DP: Why did you choose to run for planning and facilitating chair?
MZ: Last year, I heard about UMOJA through Aya Saed, who was the former planning and facilitating chair [and current DP columnist], and she really got me interested. She changed the board to be what it’s supposed to be and really got our name out on campus. Just seeing what she did and knowing that we have the potential to take it even further made me want to be chair.
AH: Aya, for both of us, is a huge mentor figure. She helped us understand what UMOJA could be. We’ve seen the results of some of the things that Aya pushed for come to fruition. We knew that UMOJA could be something more than just being president of a club — it was something that could actually cause change on Penn’s campus.

DP: Now that the Action Plans for Faculty Diversity and Excellence have been created, how will UMOJA continue to work with the University to increase faculty diversity on campus?
MZ: I think it’s our responsibility to make sure that we follow up and make sure that they don’t move on to the next thing, to make sure that every time we meet with the administration we bring it up and keep reinforcing that there’s still a long way to go.

DP: What are you most looking forward to in your new position?

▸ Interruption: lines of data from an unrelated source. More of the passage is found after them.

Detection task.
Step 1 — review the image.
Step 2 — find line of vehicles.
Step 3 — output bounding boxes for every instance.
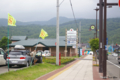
[0,45,51,67]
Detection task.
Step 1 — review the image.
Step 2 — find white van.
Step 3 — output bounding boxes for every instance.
[0,48,6,65]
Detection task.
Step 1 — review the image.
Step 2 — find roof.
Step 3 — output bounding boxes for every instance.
[9,36,72,47]
[10,36,27,41]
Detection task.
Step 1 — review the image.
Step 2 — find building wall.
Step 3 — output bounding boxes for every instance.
[10,47,75,56]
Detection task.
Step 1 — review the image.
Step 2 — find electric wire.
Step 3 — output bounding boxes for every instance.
[69,0,78,27]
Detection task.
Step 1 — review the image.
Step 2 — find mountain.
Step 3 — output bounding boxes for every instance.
[0,18,120,44]
[0,17,74,26]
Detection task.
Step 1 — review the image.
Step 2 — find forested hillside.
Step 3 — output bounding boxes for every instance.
[0,18,120,44]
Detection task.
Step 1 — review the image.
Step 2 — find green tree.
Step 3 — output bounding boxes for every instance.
[0,36,11,50]
[89,38,99,65]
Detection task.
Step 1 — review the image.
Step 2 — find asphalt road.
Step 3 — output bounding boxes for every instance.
[108,54,120,66]
[0,65,25,74]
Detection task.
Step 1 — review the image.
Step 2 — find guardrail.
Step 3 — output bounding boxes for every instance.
[107,60,120,80]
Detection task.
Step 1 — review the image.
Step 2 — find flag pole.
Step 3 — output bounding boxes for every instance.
[30,38,42,66]
[7,26,9,71]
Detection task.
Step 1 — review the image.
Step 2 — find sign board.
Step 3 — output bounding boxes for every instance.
[118,0,120,7]
[100,42,102,48]
[67,29,77,44]
[72,45,76,48]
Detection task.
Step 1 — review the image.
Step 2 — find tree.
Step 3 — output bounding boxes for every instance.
[89,38,99,65]
[0,36,11,50]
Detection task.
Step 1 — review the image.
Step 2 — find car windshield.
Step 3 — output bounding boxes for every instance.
[36,52,41,55]
[10,52,25,55]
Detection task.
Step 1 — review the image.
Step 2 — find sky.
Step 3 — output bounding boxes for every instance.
[0,0,120,22]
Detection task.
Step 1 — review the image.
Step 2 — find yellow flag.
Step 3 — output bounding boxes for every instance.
[8,13,16,26]
[39,29,48,39]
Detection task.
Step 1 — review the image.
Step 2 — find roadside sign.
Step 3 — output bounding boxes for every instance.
[118,0,120,7]
[67,41,76,44]
[67,28,77,44]
[72,45,76,48]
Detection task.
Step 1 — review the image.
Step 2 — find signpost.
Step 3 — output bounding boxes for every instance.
[67,29,76,44]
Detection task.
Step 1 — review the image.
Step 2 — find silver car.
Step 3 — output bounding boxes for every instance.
[7,50,32,67]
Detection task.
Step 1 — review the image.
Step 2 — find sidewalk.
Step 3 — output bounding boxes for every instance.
[50,55,93,80]
[36,55,108,80]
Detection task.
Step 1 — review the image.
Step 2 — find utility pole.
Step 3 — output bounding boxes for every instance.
[65,29,67,57]
[94,7,99,38]
[97,0,118,78]
[103,0,107,79]
[78,22,81,57]
[99,0,103,73]
[56,0,59,65]
[76,29,78,57]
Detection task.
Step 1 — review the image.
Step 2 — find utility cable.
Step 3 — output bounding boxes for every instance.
[69,0,78,27]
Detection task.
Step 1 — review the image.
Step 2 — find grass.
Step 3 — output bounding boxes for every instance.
[0,63,64,80]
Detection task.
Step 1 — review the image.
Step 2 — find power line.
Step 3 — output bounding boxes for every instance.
[69,0,78,27]
[59,0,64,6]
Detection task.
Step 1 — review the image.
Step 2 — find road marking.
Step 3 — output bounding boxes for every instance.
[107,60,120,68]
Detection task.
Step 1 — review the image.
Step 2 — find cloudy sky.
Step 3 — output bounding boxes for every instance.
[0,0,120,22]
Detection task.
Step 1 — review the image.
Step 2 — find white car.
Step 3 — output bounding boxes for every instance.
[42,50,51,56]
[0,48,6,65]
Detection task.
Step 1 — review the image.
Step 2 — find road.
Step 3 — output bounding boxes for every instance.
[0,66,25,74]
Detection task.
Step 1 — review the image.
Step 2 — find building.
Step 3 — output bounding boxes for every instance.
[9,36,77,56]
[10,36,28,43]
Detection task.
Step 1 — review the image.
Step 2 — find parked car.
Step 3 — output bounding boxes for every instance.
[7,50,32,67]
[35,50,43,63]
[42,50,51,56]
[0,48,6,65]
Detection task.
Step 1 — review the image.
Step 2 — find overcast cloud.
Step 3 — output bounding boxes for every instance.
[0,0,120,22]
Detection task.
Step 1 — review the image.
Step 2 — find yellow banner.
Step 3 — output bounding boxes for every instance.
[8,13,16,26]
[39,29,48,39]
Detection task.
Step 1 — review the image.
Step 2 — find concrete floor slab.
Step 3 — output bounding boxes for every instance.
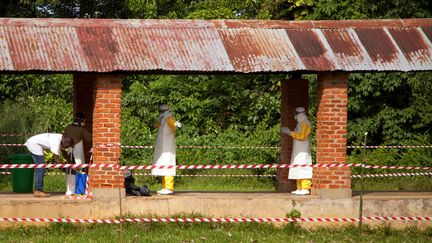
[0,191,432,226]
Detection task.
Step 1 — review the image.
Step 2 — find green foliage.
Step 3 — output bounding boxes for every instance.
[0,215,432,242]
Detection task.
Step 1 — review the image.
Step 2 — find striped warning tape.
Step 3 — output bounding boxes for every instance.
[0,216,432,224]
[0,171,432,178]
[347,145,432,149]
[0,143,432,149]
[351,172,432,178]
[0,143,25,147]
[0,133,32,137]
[0,163,432,170]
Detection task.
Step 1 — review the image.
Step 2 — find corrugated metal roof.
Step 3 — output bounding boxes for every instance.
[0,18,432,73]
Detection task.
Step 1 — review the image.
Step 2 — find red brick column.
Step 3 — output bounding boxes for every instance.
[276,79,309,192]
[89,75,124,197]
[312,73,352,198]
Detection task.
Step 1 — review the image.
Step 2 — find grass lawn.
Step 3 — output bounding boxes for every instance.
[0,221,432,242]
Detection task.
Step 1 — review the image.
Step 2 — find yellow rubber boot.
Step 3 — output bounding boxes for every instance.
[162,176,174,191]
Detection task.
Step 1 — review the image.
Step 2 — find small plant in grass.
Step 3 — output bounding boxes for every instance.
[285,200,301,229]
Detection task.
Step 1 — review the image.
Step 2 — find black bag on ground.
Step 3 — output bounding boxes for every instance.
[125,171,151,196]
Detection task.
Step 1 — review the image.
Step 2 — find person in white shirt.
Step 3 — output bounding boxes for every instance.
[25,133,73,197]
[152,105,182,195]
[281,107,312,195]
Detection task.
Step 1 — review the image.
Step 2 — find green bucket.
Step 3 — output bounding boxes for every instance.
[9,154,34,192]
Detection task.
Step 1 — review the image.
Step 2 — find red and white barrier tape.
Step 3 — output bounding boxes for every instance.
[351,172,432,178]
[347,145,432,149]
[0,163,432,170]
[0,171,432,178]
[0,133,32,137]
[0,143,25,147]
[0,216,432,224]
[0,143,432,149]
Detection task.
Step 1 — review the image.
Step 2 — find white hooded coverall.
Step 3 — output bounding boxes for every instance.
[288,112,312,190]
[152,111,176,191]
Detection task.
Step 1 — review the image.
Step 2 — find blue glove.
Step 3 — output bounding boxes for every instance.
[281,127,291,135]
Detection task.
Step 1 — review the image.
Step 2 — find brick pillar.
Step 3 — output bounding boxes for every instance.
[73,74,96,163]
[313,73,352,198]
[276,79,309,192]
[89,75,124,198]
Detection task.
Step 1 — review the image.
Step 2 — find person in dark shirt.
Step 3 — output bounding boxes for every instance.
[63,112,92,195]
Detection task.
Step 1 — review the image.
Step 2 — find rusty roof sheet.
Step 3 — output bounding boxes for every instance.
[0,18,432,73]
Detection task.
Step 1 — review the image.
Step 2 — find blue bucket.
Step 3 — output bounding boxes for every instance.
[75,173,87,195]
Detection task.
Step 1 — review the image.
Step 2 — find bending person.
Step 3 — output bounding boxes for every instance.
[25,133,73,197]
[281,107,312,195]
[152,105,181,195]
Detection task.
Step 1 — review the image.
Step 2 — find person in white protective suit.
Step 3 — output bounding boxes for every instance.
[281,107,312,195]
[152,105,182,195]
[63,112,92,196]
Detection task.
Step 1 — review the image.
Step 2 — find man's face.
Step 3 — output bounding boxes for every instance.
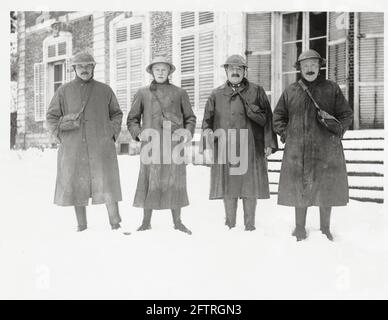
[152,63,170,83]
[226,65,245,84]
[75,63,94,81]
[300,58,320,82]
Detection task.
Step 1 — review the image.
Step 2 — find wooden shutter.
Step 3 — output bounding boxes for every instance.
[327,12,349,98]
[198,31,214,109]
[246,12,272,95]
[355,12,384,129]
[115,26,128,112]
[129,46,143,103]
[34,63,46,121]
[65,59,75,82]
[180,35,195,106]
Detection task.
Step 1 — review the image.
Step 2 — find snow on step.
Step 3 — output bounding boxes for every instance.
[346,163,384,174]
[348,176,384,187]
[349,189,384,199]
[342,140,385,149]
[344,129,384,139]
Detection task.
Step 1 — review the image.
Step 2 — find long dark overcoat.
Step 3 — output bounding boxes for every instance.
[202,79,278,199]
[273,76,353,207]
[127,82,196,209]
[47,77,123,206]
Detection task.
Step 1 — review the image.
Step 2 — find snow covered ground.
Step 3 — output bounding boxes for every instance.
[0,149,388,299]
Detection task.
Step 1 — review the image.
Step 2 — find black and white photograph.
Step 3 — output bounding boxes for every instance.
[0,0,388,302]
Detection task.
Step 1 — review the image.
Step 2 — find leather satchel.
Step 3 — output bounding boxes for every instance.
[298,80,344,138]
[151,90,184,132]
[59,108,84,131]
[239,93,267,127]
[58,83,94,131]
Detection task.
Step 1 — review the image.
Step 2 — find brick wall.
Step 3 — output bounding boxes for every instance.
[150,11,172,59]
[25,11,72,28]
[348,12,354,129]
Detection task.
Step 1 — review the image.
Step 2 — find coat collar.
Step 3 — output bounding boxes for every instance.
[222,78,249,97]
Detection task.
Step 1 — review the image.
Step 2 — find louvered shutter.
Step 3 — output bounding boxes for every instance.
[356,12,384,129]
[327,12,349,98]
[246,13,272,98]
[34,63,46,121]
[129,46,143,103]
[180,35,195,106]
[198,30,214,109]
[115,26,128,112]
[65,59,75,82]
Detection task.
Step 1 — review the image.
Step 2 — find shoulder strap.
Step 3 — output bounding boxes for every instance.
[79,80,94,115]
[298,79,321,111]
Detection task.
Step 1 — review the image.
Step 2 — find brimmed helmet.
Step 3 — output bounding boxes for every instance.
[71,52,96,66]
[221,54,248,68]
[294,49,326,69]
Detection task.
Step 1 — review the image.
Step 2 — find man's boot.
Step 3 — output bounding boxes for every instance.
[171,208,192,234]
[319,207,334,241]
[137,209,152,231]
[292,207,307,241]
[106,202,121,230]
[224,198,238,229]
[243,198,257,231]
[74,206,88,232]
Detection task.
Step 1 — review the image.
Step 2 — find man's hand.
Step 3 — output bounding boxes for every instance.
[264,147,272,158]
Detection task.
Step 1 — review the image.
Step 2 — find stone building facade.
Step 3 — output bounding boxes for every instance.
[16,11,384,153]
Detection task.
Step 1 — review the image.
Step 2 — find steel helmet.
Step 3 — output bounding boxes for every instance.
[71,52,96,66]
[146,56,175,74]
[295,49,326,68]
[221,54,248,68]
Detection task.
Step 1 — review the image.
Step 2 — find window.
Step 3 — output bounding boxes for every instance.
[34,32,72,121]
[281,12,327,90]
[175,11,215,111]
[111,16,146,113]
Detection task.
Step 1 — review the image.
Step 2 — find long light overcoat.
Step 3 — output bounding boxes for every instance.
[127,82,196,209]
[47,77,123,206]
[202,79,278,199]
[273,76,353,207]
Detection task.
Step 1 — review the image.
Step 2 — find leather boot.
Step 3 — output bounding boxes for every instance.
[224,198,238,229]
[137,209,152,231]
[243,198,257,231]
[105,202,121,230]
[292,207,307,241]
[319,207,334,241]
[74,206,88,232]
[171,208,192,235]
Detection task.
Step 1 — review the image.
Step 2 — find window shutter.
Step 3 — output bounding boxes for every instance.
[246,13,272,92]
[327,12,349,98]
[129,46,143,103]
[181,11,195,29]
[199,31,214,109]
[356,12,384,129]
[65,59,75,82]
[180,35,195,106]
[198,11,214,25]
[115,26,128,112]
[34,63,46,121]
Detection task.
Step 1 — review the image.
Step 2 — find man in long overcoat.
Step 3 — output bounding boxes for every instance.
[201,55,278,231]
[273,50,353,241]
[127,56,196,234]
[47,52,123,231]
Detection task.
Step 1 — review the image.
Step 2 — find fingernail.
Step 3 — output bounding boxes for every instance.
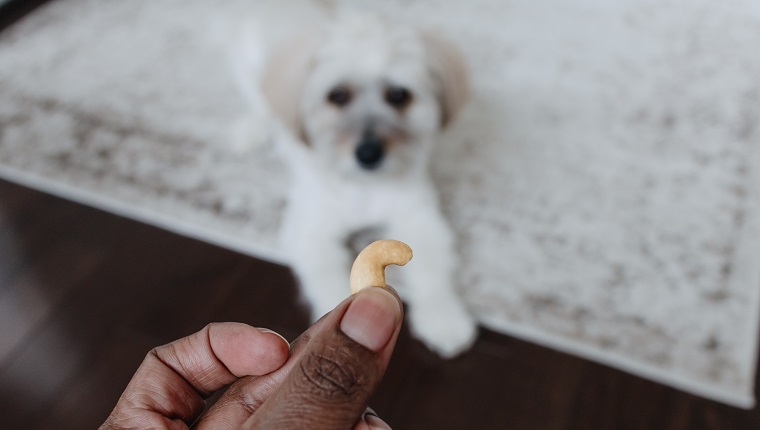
[340,287,401,352]
[364,414,391,430]
[256,327,290,349]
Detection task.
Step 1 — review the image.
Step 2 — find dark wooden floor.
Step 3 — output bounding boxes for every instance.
[0,182,760,429]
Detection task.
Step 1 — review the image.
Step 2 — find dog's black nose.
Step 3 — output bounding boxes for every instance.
[356,133,385,170]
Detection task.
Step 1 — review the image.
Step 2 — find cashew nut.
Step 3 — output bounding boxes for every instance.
[349,240,412,294]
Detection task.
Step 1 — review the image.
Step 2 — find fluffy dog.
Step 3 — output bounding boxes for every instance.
[235,11,476,357]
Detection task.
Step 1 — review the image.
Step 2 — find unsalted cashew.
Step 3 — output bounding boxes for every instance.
[349,240,412,294]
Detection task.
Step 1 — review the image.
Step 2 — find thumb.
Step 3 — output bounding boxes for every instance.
[242,288,402,430]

MZ: I’m really excited to work with Abrina. I know that we are really passionate in what we believe in, and we’re willing to put in the work. We have very determined, dedicated people on our board. Every single position is someone who I think is going to make a huge difference in their own way, and I’m really excited for people on campus to see UMOJA in action.
AH: I think that we can do a whole lot, especially because this board is young compared to past boards. I believe in our potential. I think that the work we do in 2013 will be really great.